夏の陽射しに照らされて眼下に町並みの屋根々々が輝いている。五人並んでしばし見とれていた。

 

「棚田も見に行くか?」。

 熊谷が手にした岩手県地図の観光マップを振りながら言った。皆が地図の上に額を寄せた。日本の棚田百選に選ばれた最北端の棚田とある。

「行こう行こう」。

 梨花が音頭を取った。京子も見たいと言う。

 

 大原城址からバイクで約五分。着いた山吹地区で棚田への道を探した。

周りは畑ばかりだ。トマトと茄子がなっている畑にお婆さんが出ていた。

「今日は、ちょっと教えて下さい。
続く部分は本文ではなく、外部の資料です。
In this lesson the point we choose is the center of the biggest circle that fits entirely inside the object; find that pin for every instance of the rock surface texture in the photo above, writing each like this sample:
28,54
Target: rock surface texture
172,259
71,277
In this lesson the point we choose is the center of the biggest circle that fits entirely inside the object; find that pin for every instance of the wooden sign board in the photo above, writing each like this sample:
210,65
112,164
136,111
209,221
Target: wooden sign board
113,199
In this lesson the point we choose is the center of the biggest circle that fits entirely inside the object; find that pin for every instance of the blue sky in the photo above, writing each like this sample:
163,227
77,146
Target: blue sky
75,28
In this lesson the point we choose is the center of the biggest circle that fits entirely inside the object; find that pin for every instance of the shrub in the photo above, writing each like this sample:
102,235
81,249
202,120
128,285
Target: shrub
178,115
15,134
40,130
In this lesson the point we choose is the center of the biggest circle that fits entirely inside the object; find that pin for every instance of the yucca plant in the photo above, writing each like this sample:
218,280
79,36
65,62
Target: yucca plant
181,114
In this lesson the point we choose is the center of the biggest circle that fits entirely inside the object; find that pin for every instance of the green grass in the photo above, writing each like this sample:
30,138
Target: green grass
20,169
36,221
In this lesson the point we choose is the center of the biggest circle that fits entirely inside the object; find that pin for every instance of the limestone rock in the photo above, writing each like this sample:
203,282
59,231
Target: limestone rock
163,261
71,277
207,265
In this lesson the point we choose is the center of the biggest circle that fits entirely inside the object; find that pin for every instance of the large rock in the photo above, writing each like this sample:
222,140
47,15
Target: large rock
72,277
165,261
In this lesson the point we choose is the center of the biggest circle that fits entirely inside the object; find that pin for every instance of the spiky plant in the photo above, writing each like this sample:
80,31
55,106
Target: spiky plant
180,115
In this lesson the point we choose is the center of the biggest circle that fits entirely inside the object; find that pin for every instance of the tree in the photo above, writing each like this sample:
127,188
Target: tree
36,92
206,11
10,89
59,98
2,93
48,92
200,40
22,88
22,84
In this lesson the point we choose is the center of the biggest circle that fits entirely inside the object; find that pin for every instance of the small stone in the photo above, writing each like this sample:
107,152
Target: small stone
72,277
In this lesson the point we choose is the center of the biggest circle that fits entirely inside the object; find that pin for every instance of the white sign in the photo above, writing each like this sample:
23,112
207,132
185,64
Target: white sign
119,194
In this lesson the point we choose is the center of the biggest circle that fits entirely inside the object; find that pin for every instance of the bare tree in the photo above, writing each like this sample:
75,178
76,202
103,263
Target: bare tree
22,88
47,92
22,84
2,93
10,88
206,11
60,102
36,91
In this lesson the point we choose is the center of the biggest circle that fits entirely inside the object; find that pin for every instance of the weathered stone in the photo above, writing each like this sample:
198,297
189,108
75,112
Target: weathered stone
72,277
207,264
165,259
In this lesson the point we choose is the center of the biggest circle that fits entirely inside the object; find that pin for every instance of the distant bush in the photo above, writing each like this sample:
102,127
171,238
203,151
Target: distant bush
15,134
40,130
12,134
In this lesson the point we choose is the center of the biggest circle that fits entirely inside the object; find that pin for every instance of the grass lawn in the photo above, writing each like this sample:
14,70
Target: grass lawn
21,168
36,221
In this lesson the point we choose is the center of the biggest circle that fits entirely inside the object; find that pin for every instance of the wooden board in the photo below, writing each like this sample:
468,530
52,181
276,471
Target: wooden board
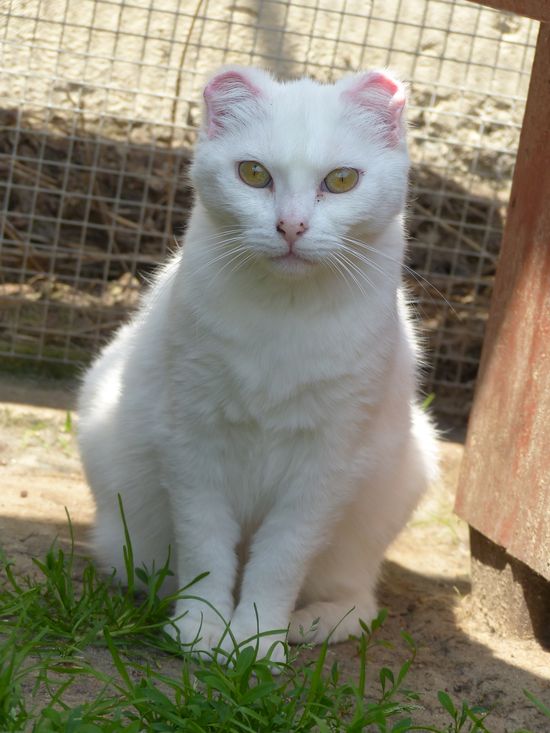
537,9
504,487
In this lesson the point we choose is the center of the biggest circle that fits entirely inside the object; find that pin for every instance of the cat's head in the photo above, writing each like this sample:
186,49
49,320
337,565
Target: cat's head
290,169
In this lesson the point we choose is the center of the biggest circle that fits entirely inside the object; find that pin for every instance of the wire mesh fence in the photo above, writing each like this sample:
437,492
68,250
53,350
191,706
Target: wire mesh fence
100,101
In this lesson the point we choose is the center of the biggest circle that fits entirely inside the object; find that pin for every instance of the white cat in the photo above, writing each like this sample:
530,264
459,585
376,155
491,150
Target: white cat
258,413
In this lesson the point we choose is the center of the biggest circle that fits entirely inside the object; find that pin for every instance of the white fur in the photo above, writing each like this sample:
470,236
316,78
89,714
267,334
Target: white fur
261,404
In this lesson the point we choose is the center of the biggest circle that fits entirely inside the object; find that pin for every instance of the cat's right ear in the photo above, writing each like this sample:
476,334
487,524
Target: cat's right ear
231,97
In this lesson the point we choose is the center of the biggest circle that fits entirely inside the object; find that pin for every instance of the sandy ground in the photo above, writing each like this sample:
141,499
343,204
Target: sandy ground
425,581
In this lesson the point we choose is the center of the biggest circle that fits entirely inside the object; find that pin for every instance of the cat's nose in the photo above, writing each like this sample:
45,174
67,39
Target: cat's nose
291,230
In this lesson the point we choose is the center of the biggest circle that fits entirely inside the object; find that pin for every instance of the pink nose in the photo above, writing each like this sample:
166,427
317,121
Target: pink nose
291,230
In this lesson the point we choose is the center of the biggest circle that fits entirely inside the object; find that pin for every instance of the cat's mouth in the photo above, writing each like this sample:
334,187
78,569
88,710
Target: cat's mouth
292,264
292,257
この付近に棚田があるハズですけど・・・」。

 俺が尋ねた。棚田へは本道を外れて右に林、左に人家のある間を山に登っていくのだった。教えて貰った山道への入り口に「棚田入口」の小さな標識が出ていた。

 改めて熊谷が先頭になって再出発したけど、俺は左側の人家の奥まった庭先の標柱に目が行った。二メートル程の白い標柱に蘭方医・千葉隆胤(たかたね)生誕之地と書かれている。勿論、隆胤という人物を知らない。ただ、胤の字が使われている所を見ると、きっと、葛西・千葉一族に繋がるのだろうなと思った。家に帰ったら調べて見る必要もありそうだ。

 

 棚田までの上り道は車で行くことが出来る道だった。熊谷の地図には約二ヘクタールの面積に約四十枚の棚田と紹介されていたけど、山の南斜面に広がる稲の緑の一面に棚田の枚数を数えられない。

「この時期だと、成長した稲が重なって棚田も段々畑にしか見えないわね」。

 京子の感想だ。棚田を囲む数個の農家の赤い屋根と杉林の向こうに室根山と、それに連なる山脈が見える。田園の景観が良い。目の前の石碑には「北限の棚田山吹」とある。帰り道に熊谷が千葉隆胤の標柱を立ち止まってしばし見ていた。写真を撮っていた。